Last September, the Dandriga community came together behind the official representation of their Mayor Gilbert Swazo. They took the opportunity to accuse the country's prime minister of pettiness and remind him of the discrimination they have long been victims of, all triggered by a manager of the First Caribbean International Bank having banned the use of the Garifuna language in the bank's local branch.
Other reactions proved to be much more mediatic. Shortly after the world premiere of the saga “Pirates of the Caribbean”, the Garifunas joined the Caribbeans of Saint Vincent, Dominica and Trinidad in protest against Disney for the sequel introducing them to the world as cannibals, without which, in their view , for this there are historical foundations.
Irony of irony, many Hollywood millionaires use and abuse Belize as a bathing playground. As a rule, their incursions were along the northern coast closest to the second largest barrier reef in the world. But, with time and competition, they spread to the long peninsula of Placencia, where we have moved in the meantime.
At first, this which is the most privileged coastline in Belize almost only welcomed backpackers. Until famous personalities such as Francis Ford Coppola discovered it and began to invest there in private homes and exquisite resorts where the damage caused by the many devastating hurricanes that pass through there were demanding major repairs.
We walk the beach from end to end and take a look at the Blancaneaux' Turtle Inn that the director bought and remodeled to offer his followers an alternative of equal luxury to another one. resort Coppola brand on a northern cayo (islet).
We did not detect garifunas enjoying the vast sands between the village of Seine Bight and Placencia. Instead, American and Canadian vacationers stroll and board, staffed by local guides and helmsmen, on short snorkeling excursions in the crystal clear waters offshore, or on other shark-whale shark diving excursions in the barrier reef that is some 30km away.
But this is not the time for whale sharks, and the others are too unpredictable predators for our tastes.

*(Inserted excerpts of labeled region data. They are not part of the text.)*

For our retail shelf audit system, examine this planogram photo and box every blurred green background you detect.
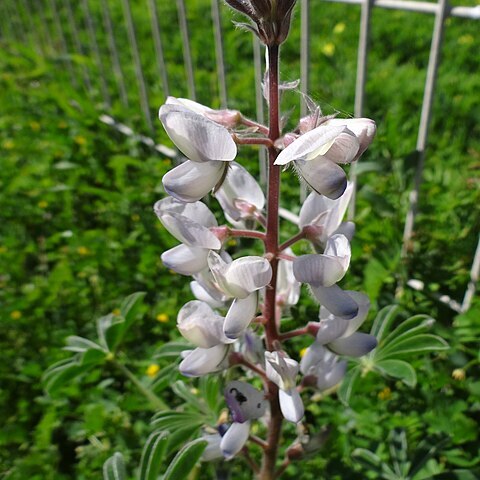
[0,0,480,480]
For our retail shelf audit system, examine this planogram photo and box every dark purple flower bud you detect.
[224,381,267,423]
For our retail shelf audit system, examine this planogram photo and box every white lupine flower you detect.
[324,118,377,161]
[220,421,250,460]
[299,182,353,244]
[215,162,265,222]
[161,243,209,275]
[159,103,237,202]
[277,248,301,306]
[177,300,232,348]
[300,342,347,392]
[208,251,272,298]
[201,433,223,462]
[275,119,375,199]
[316,291,377,357]
[178,344,230,377]
[265,351,304,423]
[293,235,351,287]
[153,197,222,250]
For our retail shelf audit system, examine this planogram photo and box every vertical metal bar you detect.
[252,35,268,185]
[300,0,310,117]
[212,0,227,108]
[401,0,449,258]
[148,0,170,97]
[461,236,480,312]
[82,0,112,108]
[348,0,373,220]
[177,0,197,100]
[122,0,154,133]
[101,0,128,108]
[65,0,92,95]
[49,0,78,87]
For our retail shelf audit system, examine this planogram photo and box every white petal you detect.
[190,282,225,308]
[178,344,229,377]
[220,422,250,460]
[311,285,359,320]
[225,256,272,298]
[162,160,227,202]
[278,388,305,423]
[215,162,265,221]
[223,292,258,339]
[202,433,223,462]
[295,159,347,200]
[275,125,347,165]
[328,332,377,357]
[153,197,218,228]
[162,244,209,275]
[326,118,377,160]
[160,212,222,250]
[323,130,360,163]
[165,96,213,115]
[159,104,237,162]
[177,300,228,348]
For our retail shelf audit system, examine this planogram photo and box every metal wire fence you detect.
[0,0,480,312]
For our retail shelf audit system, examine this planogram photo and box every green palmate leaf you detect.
[375,359,417,387]
[163,438,207,480]
[139,430,169,480]
[153,342,192,359]
[152,411,204,431]
[370,305,400,344]
[380,317,433,350]
[43,358,91,395]
[150,363,178,393]
[375,333,449,361]
[120,292,146,333]
[64,335,104,353]
[166,425,200,455]
[338,365,361,405]
[103,452,127,480]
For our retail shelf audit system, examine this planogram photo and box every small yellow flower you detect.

Guaranteed the dose of maritime relaxation we were longing for, we retrieved our backpacks at the headquarters of one such Ocean Motion and got into a boat full of Mayan women who were returning home from another day of selling their handicrafts among gringos. During most of the trip, a girl follows all the movements of our, for her fascinating, photographic action, in front of the mother who is breastfeeding her youngest child. After disembarking and an additional four hours by bus, we arrived at PG, so the Belizeans have less work to pronounce on the town of Punta Gorda.

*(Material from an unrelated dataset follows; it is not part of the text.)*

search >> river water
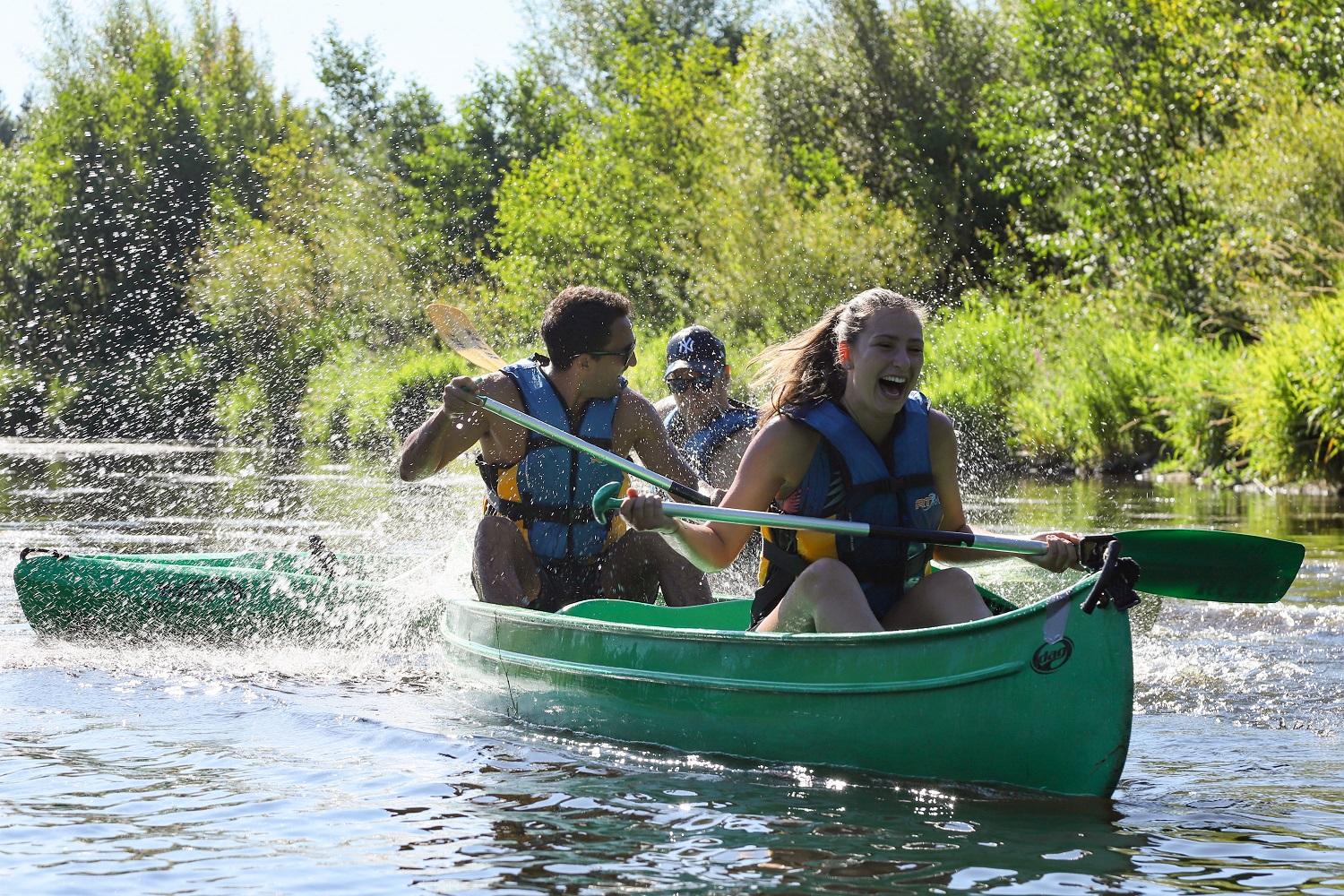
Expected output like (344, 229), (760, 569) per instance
(0, 441), (1344, 893)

We had reached the southern edge of Belize and the damp and jungle perpetuated an alliance that no investor had yet managed to break. We were once again in Black Caribbean territory, but the location on the border with its southern neighbor gave the village a strong Belizean multiethnicity. On these sides, Americans, British and Canadians who teach or work in humanitarian organizations coexist. In much larger numbers, Belizeans Creoles, Chinese, Indians, Maya Kekchi and Mopan. We still slept a night in the peace of cosmopolitan PG. At dawn, we sailed first to Livingston, then to the Dulce River, both sheltered in a luxuriant marine nook that was already Guatemalan but, for a while longer, still Garifuna.